Can *YOU* understand this functional analysis proof?

[AxiomOfChoice]

My professor tried to show the following in lecture the other day: If T is a linear operator on a Hilbert space and (Tz,z) is real for every z in H, then T is bounded and self-adjoint.

Below, I use (*,*) to indicate the Hilbert space inner product.

He told us to use the identity (which I've worked out and verified)

$$(Tx,y) = (1/4)[(Tx+Ty,x+y) - (Tx-Ty,x-y) + i(Tx+iTy,x+iy) - i(Tx-iTy,x-iy)].$$

But this is also supposed to be equal to

$$(x,Ty) = \overline{(Ty,x)}.$$

Of course, this would complete the proof, since then we'd have (x,Ty) = (Tx,y).

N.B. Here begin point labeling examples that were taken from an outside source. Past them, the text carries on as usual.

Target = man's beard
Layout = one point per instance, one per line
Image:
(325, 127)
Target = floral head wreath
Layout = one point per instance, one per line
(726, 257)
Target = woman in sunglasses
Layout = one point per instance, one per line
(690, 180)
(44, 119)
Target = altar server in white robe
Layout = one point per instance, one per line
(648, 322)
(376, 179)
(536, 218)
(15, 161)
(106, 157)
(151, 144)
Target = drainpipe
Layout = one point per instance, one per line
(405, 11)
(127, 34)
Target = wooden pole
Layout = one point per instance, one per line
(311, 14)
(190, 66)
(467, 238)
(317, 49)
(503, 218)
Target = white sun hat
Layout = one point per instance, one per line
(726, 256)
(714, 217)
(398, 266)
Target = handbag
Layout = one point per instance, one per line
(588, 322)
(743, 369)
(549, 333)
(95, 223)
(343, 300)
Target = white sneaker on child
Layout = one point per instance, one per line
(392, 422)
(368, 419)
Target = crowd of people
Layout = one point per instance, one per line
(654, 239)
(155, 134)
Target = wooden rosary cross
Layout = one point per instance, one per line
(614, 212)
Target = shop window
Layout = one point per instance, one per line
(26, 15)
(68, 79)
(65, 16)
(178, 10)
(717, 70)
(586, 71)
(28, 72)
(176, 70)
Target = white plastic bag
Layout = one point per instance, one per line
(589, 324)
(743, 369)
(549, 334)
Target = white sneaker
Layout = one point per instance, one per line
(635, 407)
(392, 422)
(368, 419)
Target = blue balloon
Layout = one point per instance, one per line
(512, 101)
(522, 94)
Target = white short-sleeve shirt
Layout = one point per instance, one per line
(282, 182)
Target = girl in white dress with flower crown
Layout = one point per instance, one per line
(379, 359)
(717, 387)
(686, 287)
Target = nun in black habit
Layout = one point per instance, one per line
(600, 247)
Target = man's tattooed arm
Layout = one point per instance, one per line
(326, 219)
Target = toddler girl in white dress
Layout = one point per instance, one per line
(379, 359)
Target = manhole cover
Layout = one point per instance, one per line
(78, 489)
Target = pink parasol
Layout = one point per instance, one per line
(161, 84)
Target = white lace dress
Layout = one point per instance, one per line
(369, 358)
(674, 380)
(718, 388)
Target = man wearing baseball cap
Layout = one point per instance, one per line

I'm not sure how to show this. Our professor told us to "polarize" - i.e., to use the polarization identity - but I can't figure it out. The identity he gave us looks kind of like the polarization identity, but they're clearly different.

Also, we're supposed to use (Tx,x) and (Ty,y) are real for all x,y in H. But the identity above holds regardless of whether this is true! So I guess we're just supposed to use "(Tx,x) and (Ty,y) are real" when we show that identity also equals (x,Ty).

Does anyone see what to do? Thanks!

 

[AxiomOfChoice]

UPDATE: Looking through one of my textbooks (Stein-Shakarchi's Real Analysis), I see that the identity I listed (the one with 1/4's and i's and such) is actually referred to as a polarization identity.

I'm still clueless as to where to go from here though :(

 

[AlephZero]

If (Tz,z) is real for any z in H, the four inner products in the identity are all real.

Write down the values of (Tx,y) and (Ty,x) using the identity and compare them term by term.

 

[tiny-tim]

Hi AxiomOfChoice!

In that (Tx,y) formula, swap x with y to get (Ty,x), then take the conjugate.

 

[AxiomOfChoice]

Yep! That did it! Thanks, guys! Don't know why I didn't think of that...oh yeah! I'm an idiot!